I am currently working on a new data source for the waypoint generator. Unfortunately because of the way it’s licensed, it’s only going to be for the iPhone version of CoPilot, and I can’t make it available for GPX and other users. Now all of my data loaders have, up until now, been written in Perl, and I have a really good Perl module that performs many of the loading tasks, such as merging existing data with new data.
The new data comes in the form of a gigantic XML file with a kind of weird schema. The provider actually provides both the gigantic file, and also a smaller set of updates on the 28 day cycle favoured by the ICAO, so hopefully I’ll only have to parse the gigantic file once, and then process the updates. I installed XML::SAX and Expat, and coded up a preliminary decoder to extract some (but not all) of the information that I need, just to make sure I was doing it right. I ran it with a subset of the data, and it seemed to be doing ok, and then just for grins while I was working on improving the code, I fired it off on the whole file. That was 3 days (72 hours) ago. It’s still running. Unfortunately I didn’t put in any progress messages so I don’t know where it is in file, only that it’s past the airport section that I care about. I profiled the subset data, and verified that Perl is spending most of its time in Perl code, not in native code – some of it mine, some of it XML::SAX, and some of it in Moose.
So here’s the conundrum: Do I spend the time to re-write this loader code in another language and hope it’s faster? Or do I accept the fact that this is going to take forever, but hopefully I’ll only have to do it once and then the updates will be small enough that I can do them in perl? Because re-writing in another language means re-writing all the data merging and validation logic code, and could be a potentially huge project. And I won’t know until it’s all working whether it’s going to be faster.

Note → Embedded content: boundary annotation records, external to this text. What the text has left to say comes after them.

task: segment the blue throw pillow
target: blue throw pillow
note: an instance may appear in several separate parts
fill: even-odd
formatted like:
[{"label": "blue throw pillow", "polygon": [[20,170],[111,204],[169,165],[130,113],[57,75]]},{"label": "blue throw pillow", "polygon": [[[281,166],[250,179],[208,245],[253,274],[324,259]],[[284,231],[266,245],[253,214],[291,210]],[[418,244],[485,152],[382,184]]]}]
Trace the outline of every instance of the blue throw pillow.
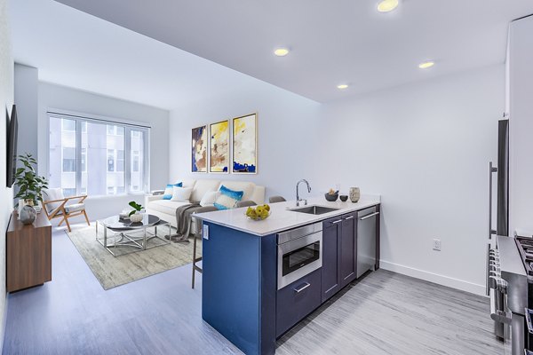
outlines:
[{"label": "blue throw pillow", "polygon": [[243,200],[243,191],[234,191],[225,185],[219,189],[219,196],[213,205],[219,209],[229,209],[235,207],[238,201]]},{"label": "blue throw pillow", "polygon": [[183,183],[178,184],[168,184],[166,188],[164,189],[164,193],[163,194],[163,200],[171,200],[172,198],[172,193],[174,193],[174,186],[176,187],[183,187]]}]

Update: I profiled the perl program with a semi-large dataset. Here’s the results:
Total Elapsed Time = 56.86461 Seconds
User+System Time = 46.10461 Seconds
%Time ExclSec CumulS #Calls sec/call Csec/c Name
20.5 9.494 23.288 397862 0.0000 0.0001 XML::SAX::Expat::_handle_start
15.4 7.136 12.820 131698 0.0000 0.0000 XML::SAX::Expat::_handle_char
14.7 6.787 55.922 1 6.7867 55.921 XML::Parser::Expat::ParseStream
13.6 6.311 12.977 397862 0.0000 0.0000 XML::SAX::Expat::_handle_end
7.07 3.258 3.258 472462 0.0000 0.0000 XML::NamespaceSupport::_get_ns_det
6.79 3.132 3.132 397862 0.0000 0.0000 XML::NamespaceSupport::push_contex
6.48 2.986 5.685 131698 0.0000 0.0000 XML::SAX::Base::characters
4.24 1.953 1.953 131698 0.0000 0.0000 EADHandler::characters
3.87 1.786 4.411 397862 0.0000 0.0000 EADHandler::start_element
3.78 1.744 12.308 211270 0.0000 0.0000 XML::SAX::Base::__ANON__
3.69 1.702 1.838 4000 0.0004 0.0005 Data::Dumper::Dumpxs
2.55 1.174 5.870 397862 0.0000 0.0000 XML::SAX::Base::start_element
2.44 1.124 3.956 397862 0.0000 0.0000 XML::NamespaceSupport::process_ele
1.93 0.892 0.892 397862 0.0000 0.0000 XML::NamespaceSupport::pop_context
1.85 0.854 5.768 397862 0.0000 0.0000 XML::SAX::Base::end_element
Note how it’s dominated by XML::SAX::Expat.